O setor extrativo vai ter um apoio de 10 milhões de euros para a descarbonização financiado pelo Orçamento de Estado (OE) de 2025.
Esta medida teve por base uma proposta da Associação Portuguesa da Indústria dos Recursos Minerais (Assimagra), depois de dois anos de “tentativas”.
Segundo Célia Marques, vice-presidente executiva da associação, em declarações a’ODigital esta é uma proposta que pretende «criar competitividade» para o setor extrativo, já que «os nossos concorrentes já têm essa possibilidade há muitos anos».
Desta forma, esclareceu que o apoio tem duas vertentes. Pretende-se a utilização de gasóleo colorido, também conhecido como gasóleo agrícola, em equipamentos não matriculados do setor extrativo e ainda o incentivo à eficiência energética no setor.
O primeiro ponto será um investimento de 7,8 milhões de euros que «foi calculado baseando nos consumos de gasóleo para a atividade extrativa», atribuindo «o valor do desconto relativo ao gasóleo colorido».
Gasóleo este que «permitirá uma significativa redução dos custos operacionais associados aos combustíveis, fortalecendo a competitividade das nossas empresas no mercado global».

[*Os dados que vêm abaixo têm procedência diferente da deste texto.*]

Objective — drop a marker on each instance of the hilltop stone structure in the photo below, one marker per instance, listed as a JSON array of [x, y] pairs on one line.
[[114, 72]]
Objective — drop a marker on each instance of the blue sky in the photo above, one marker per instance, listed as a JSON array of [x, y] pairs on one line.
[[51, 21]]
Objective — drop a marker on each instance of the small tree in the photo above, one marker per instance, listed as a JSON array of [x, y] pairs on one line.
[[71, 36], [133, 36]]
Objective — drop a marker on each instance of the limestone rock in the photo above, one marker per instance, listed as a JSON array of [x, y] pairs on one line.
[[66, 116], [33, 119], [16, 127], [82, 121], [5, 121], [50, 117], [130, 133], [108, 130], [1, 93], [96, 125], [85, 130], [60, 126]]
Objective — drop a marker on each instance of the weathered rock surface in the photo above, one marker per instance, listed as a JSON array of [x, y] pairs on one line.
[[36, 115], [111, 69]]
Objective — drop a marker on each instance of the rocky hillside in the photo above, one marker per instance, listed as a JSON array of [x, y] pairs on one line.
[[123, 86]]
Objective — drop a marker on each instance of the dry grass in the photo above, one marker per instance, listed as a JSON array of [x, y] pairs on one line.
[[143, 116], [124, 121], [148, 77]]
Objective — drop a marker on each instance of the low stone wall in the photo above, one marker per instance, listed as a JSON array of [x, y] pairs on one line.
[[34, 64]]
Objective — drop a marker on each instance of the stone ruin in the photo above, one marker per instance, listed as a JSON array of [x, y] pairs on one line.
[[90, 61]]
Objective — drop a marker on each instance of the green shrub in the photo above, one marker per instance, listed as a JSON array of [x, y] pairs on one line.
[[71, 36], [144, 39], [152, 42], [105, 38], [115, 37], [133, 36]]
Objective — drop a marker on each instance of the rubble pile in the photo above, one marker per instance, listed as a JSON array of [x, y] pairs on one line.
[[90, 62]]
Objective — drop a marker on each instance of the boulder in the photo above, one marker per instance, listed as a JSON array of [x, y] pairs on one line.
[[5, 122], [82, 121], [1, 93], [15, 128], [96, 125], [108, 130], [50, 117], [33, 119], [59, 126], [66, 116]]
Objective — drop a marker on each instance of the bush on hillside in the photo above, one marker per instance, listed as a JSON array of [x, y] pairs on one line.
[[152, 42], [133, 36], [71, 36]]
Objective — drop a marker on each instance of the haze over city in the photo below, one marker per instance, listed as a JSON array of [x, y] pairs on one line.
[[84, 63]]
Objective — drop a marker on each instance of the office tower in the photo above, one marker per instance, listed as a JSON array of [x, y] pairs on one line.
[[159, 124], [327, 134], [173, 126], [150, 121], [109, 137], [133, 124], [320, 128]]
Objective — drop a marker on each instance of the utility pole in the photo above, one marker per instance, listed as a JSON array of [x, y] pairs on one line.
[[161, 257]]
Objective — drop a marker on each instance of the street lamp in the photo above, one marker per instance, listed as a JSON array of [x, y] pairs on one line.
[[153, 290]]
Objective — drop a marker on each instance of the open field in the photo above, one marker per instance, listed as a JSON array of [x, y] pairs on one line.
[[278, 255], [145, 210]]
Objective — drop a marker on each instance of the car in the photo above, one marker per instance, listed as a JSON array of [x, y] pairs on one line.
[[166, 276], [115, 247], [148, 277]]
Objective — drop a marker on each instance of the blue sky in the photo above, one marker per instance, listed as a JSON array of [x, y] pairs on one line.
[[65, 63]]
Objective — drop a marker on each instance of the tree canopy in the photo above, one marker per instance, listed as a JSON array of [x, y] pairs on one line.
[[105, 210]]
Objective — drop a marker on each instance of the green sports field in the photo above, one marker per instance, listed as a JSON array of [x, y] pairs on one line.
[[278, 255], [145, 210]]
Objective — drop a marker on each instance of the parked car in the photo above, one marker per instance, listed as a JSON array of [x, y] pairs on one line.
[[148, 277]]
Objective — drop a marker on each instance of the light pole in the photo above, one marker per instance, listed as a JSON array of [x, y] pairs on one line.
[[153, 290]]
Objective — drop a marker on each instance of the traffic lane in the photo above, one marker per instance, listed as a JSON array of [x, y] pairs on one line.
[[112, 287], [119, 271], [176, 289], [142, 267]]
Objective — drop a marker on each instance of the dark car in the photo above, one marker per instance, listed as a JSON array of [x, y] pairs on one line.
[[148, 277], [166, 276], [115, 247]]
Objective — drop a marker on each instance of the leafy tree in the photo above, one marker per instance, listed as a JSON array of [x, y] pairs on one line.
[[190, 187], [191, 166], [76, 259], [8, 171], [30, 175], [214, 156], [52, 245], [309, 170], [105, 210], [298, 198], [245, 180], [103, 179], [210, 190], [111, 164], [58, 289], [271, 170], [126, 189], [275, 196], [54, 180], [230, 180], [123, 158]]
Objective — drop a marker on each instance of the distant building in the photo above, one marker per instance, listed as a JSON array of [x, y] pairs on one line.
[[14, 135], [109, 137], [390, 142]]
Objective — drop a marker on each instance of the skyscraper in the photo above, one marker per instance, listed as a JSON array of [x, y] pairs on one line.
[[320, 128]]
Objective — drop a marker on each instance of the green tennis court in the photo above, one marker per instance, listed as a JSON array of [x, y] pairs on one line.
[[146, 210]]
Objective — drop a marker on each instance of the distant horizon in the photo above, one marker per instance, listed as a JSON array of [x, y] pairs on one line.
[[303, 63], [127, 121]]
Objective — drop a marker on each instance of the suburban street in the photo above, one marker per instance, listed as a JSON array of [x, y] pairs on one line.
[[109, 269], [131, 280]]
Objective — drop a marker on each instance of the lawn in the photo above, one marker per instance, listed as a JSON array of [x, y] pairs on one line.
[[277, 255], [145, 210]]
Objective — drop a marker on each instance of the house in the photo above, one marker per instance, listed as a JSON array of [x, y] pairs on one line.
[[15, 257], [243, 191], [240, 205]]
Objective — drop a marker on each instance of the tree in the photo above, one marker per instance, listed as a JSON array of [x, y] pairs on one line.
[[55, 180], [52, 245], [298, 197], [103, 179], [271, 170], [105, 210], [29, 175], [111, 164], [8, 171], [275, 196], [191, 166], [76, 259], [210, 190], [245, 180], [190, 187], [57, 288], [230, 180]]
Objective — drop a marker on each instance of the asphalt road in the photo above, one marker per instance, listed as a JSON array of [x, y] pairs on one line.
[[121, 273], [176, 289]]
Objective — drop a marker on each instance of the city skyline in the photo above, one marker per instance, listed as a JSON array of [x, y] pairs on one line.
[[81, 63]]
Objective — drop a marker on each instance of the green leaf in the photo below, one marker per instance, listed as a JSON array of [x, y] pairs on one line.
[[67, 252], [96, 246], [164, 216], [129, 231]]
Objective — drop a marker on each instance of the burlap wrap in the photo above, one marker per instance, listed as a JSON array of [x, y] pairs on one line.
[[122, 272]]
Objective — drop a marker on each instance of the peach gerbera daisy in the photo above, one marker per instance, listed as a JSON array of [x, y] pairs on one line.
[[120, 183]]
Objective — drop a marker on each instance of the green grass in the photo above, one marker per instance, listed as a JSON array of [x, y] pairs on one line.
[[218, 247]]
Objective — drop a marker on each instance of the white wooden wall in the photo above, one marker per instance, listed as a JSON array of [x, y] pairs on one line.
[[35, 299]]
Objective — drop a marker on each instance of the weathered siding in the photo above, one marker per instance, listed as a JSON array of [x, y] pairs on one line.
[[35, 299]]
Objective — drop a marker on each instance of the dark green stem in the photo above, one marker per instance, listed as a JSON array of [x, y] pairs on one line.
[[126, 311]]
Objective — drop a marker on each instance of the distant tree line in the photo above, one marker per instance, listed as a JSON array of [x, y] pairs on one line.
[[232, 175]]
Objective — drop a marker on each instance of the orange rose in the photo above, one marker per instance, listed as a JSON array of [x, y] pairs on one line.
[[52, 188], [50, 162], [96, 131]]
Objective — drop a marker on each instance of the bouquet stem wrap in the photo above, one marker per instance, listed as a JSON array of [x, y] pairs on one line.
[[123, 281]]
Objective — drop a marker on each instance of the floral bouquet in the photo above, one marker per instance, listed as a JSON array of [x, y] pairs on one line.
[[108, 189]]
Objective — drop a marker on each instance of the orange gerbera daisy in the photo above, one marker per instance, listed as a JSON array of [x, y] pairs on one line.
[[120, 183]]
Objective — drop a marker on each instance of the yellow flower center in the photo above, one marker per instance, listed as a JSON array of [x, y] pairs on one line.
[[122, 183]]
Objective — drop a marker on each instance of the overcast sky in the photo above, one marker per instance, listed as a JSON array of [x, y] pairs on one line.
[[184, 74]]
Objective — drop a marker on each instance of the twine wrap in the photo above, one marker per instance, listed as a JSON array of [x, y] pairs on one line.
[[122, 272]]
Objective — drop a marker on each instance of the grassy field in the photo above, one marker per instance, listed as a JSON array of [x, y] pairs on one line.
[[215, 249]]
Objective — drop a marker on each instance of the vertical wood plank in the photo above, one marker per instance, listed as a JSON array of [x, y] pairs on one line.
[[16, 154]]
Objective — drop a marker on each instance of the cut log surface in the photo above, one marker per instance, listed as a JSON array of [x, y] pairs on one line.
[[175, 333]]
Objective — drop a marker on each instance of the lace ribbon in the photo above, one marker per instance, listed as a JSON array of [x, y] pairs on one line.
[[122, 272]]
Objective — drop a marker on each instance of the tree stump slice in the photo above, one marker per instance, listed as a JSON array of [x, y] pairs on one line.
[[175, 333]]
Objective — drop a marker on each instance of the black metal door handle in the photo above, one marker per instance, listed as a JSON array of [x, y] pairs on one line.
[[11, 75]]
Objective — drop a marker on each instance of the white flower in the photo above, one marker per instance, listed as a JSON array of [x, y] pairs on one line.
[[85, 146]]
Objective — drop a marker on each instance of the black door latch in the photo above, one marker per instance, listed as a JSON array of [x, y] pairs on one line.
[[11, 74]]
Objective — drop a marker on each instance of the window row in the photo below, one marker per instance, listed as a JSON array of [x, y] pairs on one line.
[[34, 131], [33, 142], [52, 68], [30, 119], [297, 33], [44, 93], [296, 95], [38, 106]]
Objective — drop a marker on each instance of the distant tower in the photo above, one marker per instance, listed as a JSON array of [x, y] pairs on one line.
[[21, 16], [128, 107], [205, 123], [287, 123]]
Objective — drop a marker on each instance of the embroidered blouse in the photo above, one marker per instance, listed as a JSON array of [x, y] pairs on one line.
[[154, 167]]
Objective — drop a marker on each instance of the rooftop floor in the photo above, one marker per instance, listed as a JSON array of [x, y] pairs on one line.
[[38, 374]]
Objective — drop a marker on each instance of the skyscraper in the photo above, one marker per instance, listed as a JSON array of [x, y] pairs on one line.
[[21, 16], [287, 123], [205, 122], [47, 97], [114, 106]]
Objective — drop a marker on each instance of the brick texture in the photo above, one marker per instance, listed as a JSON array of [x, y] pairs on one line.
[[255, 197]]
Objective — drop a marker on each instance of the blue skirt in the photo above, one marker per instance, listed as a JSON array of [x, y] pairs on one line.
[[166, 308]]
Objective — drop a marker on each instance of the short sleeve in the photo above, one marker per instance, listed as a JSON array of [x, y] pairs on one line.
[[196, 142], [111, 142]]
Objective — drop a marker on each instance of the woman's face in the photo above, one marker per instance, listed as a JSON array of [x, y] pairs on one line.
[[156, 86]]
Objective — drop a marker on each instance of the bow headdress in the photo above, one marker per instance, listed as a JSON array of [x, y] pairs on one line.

Já a segunda medida terá um investimento de 2,2 milhões de euros e que «tem a ver com a abertura de um concurso, que permite às empresas acederem, para fazer face aos desafios da descarbonização».
«Nós, enquanto setor, temos a decorrer um roteiro de descarbonização e pretendemos estabelecer metas e até 2050» e assim haverá um «incremento para que as empresas possam munir-se de algumas ferramentas para começarem a fazer a transição para equipamentos mais eficientes em termos energéticos».
Neste ponto estará patente também um incentivo para a «alteração para equipamentos elétricos que utilizem outras fontes renováveis».
Como razões, a vice-presidente frisou que se pretende «mostrar grande resiliência face aos obstáculos de crescimento e competitividade global», pois há «um elevado peso dos impostos e os altíssimos custos de contexto, agravados pela recente escalada dos preços da energia, dos combustíveis e das cadeias de distribuição».
Mesmo que não seja uma «proposta nova», trata-se de atribuir «justiça» ao setor, porque «somos dos únicos setores primários que ainda não tinha esta possibilidade».
«Consideramos que é uma medida justa e foi por isso que a Assimagra envidou um conjunto de esforços para ser equiparado aos sectores da agricultura e aos sectores da floresta», destacou.
Célia Marques sublinhou também que este processo agora «vai ter de ser regulamentado» e que a associação está a trabalhar nesse sentido.
Em relação às empresas, a vice-presidente vincou que espera que durante o primeiro trimestre do próximo ano já terão «tudo pronto» para que o investimento possa ser canalizado.
Nos últimos dois OE a proposta conheceu oposição da maioria dos partidos. Este ano, foi subscrita pela coligação AD foi aproada pela Chega e teve a abstenção do PS.